Much work has been done, particularly in recent years, regarding apparatus for combining information from multiple sources for overlaid display on a common output device, such as a television. These efforts have, for example, included apparatus for adding textual, data or graphics display to a televised video signal.
Exciting possibilities for computer-based image retrieval and computer-aided instruction have been suggested with the advent of a new visual storage medium, the video disc, and a source of video signals, the video disc player. Heretofore, however, these possibilities have not been realized with any substantial degree of success.
The video disc is a rotating medium which typically can store up to 54,000 frames of addressable video images in standard television (e.g., NTSC) format, with accompanying audio. These discs can be displayed as up to 30 minutes (or more) of moving sequences, or as individual still frames, with no restriction on the time duration of the still frame mode. The video disc player, the machine which reads information stored on a video disc, is a random access device in which each frame may be called up for display within an average seek time of about 3 seconds. Due to this ability to switch rapidly from one video frame to another on the disc, video discs are a good medium for storing visual records, such as inventory files which must be consulted frequently, and for storing the video portion of so-called courseware for computer-aided or computer-based instruction (i.e., the material to be presented to the student). Rapid switching of frames and frame sequences is important in order for the instructional sequence to be responsive to input from the student. That is, if a student gives a correct response to a question, the course must advance to a first preselected frame; but if he or she gives an incorrect response, it must advance to a second, different, preselected frame. Indeed, with this capability, it may also be possible to use the same recorded video information for different courses by presenting it in different sequences or with different overlay over the same image.
Clearly, the scenario just discussed is one which assumes the interaction of a video disc player with a computer which evaluates student responses, user inquiries or the like, and causes the video disc player to choose its display sequence in accordance therewith.
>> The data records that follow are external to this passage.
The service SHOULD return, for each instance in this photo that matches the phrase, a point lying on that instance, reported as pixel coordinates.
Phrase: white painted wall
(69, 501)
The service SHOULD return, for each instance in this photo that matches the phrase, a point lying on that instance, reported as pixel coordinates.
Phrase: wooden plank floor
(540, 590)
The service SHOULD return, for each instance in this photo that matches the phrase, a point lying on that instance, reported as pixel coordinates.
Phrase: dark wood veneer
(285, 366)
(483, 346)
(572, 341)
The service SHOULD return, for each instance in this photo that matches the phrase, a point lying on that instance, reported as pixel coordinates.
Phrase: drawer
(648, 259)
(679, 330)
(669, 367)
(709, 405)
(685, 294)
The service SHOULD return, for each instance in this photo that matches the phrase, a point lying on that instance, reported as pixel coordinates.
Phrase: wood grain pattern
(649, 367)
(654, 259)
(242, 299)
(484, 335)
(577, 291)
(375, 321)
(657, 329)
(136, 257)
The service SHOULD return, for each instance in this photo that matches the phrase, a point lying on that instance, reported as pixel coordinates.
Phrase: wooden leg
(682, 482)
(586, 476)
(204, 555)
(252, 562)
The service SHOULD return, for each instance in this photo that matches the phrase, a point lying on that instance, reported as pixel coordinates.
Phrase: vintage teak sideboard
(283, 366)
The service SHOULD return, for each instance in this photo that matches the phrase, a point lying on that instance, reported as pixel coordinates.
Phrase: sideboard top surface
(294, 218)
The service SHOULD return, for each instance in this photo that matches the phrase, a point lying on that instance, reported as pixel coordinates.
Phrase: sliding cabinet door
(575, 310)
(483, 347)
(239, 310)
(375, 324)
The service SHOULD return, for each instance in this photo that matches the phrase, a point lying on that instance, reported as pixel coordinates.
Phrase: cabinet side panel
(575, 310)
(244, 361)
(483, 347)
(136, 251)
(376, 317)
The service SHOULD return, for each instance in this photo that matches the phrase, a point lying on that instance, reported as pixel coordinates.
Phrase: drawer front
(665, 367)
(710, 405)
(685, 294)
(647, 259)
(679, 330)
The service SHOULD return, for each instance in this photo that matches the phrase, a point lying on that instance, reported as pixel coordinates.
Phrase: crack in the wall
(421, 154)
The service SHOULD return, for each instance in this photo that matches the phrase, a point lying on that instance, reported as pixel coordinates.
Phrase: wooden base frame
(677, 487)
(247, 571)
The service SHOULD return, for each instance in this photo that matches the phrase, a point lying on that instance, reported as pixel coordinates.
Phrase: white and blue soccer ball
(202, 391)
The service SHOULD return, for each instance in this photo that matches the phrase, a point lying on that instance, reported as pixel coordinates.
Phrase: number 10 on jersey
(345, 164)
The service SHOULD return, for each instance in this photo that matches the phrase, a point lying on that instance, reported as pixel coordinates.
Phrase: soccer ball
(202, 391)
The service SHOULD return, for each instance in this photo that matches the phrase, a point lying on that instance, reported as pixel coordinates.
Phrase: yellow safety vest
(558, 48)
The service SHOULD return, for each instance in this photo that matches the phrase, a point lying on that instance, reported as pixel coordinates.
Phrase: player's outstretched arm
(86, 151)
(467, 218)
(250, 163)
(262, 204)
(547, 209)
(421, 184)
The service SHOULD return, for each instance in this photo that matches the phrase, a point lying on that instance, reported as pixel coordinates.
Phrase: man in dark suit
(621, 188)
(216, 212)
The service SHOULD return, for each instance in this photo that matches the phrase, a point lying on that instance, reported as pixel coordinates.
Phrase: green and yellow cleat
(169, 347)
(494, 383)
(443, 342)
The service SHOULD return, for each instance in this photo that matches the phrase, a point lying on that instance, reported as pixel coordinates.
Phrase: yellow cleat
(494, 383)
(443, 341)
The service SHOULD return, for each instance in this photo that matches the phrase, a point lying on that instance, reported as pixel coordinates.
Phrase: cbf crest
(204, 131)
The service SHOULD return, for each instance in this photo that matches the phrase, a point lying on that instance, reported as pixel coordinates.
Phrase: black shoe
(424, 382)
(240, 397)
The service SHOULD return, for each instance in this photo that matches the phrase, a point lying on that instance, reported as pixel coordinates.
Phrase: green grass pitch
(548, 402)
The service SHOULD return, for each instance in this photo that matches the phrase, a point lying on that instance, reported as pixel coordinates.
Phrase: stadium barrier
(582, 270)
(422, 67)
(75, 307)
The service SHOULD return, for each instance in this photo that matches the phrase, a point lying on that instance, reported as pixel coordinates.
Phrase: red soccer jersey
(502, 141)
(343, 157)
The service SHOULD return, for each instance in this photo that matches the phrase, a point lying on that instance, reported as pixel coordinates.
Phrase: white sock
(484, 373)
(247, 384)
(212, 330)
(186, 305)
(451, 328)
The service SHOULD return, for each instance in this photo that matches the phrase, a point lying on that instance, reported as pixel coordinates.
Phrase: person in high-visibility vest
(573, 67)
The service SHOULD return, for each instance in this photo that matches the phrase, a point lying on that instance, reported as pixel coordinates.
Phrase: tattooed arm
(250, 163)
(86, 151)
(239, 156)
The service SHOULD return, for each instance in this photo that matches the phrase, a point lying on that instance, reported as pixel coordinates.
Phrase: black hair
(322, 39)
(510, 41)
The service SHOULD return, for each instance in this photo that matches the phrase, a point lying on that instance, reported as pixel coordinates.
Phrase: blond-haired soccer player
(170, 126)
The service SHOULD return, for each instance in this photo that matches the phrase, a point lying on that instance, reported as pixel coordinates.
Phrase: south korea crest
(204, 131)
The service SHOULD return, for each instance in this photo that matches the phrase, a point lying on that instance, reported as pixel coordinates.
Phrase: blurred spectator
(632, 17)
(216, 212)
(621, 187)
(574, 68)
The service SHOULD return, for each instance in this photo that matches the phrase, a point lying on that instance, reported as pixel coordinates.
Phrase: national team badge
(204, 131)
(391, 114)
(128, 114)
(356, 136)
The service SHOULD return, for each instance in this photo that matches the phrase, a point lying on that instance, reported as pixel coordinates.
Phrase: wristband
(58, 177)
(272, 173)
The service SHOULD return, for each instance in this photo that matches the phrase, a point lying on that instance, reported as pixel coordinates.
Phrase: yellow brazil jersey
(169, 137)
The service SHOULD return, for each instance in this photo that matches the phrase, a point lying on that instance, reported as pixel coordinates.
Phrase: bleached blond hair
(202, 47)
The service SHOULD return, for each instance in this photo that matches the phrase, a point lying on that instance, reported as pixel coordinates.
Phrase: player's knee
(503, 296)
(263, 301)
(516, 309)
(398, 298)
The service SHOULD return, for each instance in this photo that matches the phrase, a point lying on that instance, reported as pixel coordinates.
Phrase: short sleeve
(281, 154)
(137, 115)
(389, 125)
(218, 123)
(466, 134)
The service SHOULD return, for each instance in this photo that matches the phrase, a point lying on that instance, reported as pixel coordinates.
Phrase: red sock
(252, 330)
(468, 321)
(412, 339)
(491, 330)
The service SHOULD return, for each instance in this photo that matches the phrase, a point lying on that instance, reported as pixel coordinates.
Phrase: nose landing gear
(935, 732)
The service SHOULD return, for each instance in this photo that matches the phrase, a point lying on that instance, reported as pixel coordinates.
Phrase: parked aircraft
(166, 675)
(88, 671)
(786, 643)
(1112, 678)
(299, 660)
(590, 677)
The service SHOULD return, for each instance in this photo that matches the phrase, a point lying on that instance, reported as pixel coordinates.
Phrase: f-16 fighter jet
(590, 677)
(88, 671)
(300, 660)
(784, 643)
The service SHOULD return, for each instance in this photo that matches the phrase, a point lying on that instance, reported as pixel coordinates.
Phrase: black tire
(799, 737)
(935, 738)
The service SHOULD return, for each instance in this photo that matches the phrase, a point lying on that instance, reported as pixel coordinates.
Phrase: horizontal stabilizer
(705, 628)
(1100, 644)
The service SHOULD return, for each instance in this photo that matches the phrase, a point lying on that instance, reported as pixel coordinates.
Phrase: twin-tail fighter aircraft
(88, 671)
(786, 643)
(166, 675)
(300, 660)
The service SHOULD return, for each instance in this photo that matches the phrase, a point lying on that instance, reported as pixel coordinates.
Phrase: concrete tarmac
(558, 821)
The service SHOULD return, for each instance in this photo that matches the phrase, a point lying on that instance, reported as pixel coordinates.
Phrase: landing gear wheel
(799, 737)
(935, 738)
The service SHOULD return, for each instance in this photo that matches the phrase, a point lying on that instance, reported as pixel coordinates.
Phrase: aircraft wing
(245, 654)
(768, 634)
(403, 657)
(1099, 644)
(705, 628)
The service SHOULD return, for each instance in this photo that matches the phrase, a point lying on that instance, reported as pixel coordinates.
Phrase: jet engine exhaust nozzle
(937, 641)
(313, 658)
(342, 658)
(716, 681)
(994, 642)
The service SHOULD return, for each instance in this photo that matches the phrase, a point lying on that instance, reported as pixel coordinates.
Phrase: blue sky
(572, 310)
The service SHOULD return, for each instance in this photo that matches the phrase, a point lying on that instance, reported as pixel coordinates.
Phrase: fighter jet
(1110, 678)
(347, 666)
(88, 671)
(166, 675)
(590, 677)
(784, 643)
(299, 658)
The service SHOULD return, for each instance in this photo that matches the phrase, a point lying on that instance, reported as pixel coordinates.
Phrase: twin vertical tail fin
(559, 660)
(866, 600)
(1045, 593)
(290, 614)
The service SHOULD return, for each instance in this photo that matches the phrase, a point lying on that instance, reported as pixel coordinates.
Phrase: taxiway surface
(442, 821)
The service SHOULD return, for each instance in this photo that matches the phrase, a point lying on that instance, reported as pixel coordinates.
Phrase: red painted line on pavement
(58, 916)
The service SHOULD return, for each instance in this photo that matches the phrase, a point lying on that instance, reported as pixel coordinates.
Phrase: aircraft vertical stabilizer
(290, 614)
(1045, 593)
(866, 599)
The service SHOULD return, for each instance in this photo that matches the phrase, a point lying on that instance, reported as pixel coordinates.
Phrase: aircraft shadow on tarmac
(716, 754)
A commercial video disc player such as used herein includes a computer interface through which it can be controlled by the courseware (or other) program running in an external processor, and external synchronization inputs through which it can be somewhat, but not completely, synchronized to the remainder of the video system.
One of the most significant problems in mating a video disc player with a computer for providing computer-based instruction or image retrieval with graphics/text overlay is to synchronize the video output from the computer with the output from the video disc player, since very precise placement of both images is needed. With a high resolution display which normally is viewed at close distances, such as a video display terminal which would be used for educational purposes, the synchronization error and jitter must be significantly less than the size of one pixel (picture element) or phosphor dot on the display; otherwise, the graphics or textual display will not line up vertically from one line to the next; as a result, the user will find the display jittery, uncomfortable and fatiguing to watch and unsatisfactory for use. The situation is particularly egregious when the video source is a video disc player (VDP), since the VDP is a rotational mechanical device lacking precise time base correction. It therefore exhibits a large amount of horizontal jitter. This jitter usually takes the form of large jumps in the temporal position of the output composite video signal, including the horizontal sync pulse thereof, relative to the "house" sync input to the player or the player's internal sync source. The magnitude of this jitter frequently is as wide as one or two complete characters on the display, which obviously is unacceptable especially for close viewing of still framed images. Expensive laboratory-type equipment exists for supplying a time-base correction to the video disc player's output in order to provide a stable display. This equipment, though, is so expensive as to be absolutely useless in a commercial product of the type envisioned herein.
Combining the video disc output with computer-generated text or graphics output leads to other substantial problems, also. In the prior art, the approach generally has been to convert the computer video signals to NTSC (or other compatible) composite video signals and then to produce the combined display by switching between that signal and the NTSC signal from the video disc player, such as switching with conventional "chroma key" switching. Because the phase of an NTSC composite video signal contains the encoded color information, and phase cannot be matched perfectly when switching, this approach sacrifices color purity. And encoding any video signal, especially a high resolution signal, in the NTSC format sacrifices resolution and introduces dot crawl, rainbows and smearing due to bandwidth restrictions. Moreover, because of the manner in which the NTSC signal is recorded on the video disc and the techniques used to do still frame display, the color subcarrier phase is shifted on a frame-to-frame basis. If the graphics/text source is to be encoded into and merged as an NTSC signal, severe color shifts may result. The only cure known to date is to use an indirect color-time base corrector or frame buffer which decodes, stores and reencodes the NTSC signal. Its cost, unfortunately, is quite large. For this reason, high quality NTSC overlay of a video disc signal is technically impractical outside the laboratory or sophiscated television studio.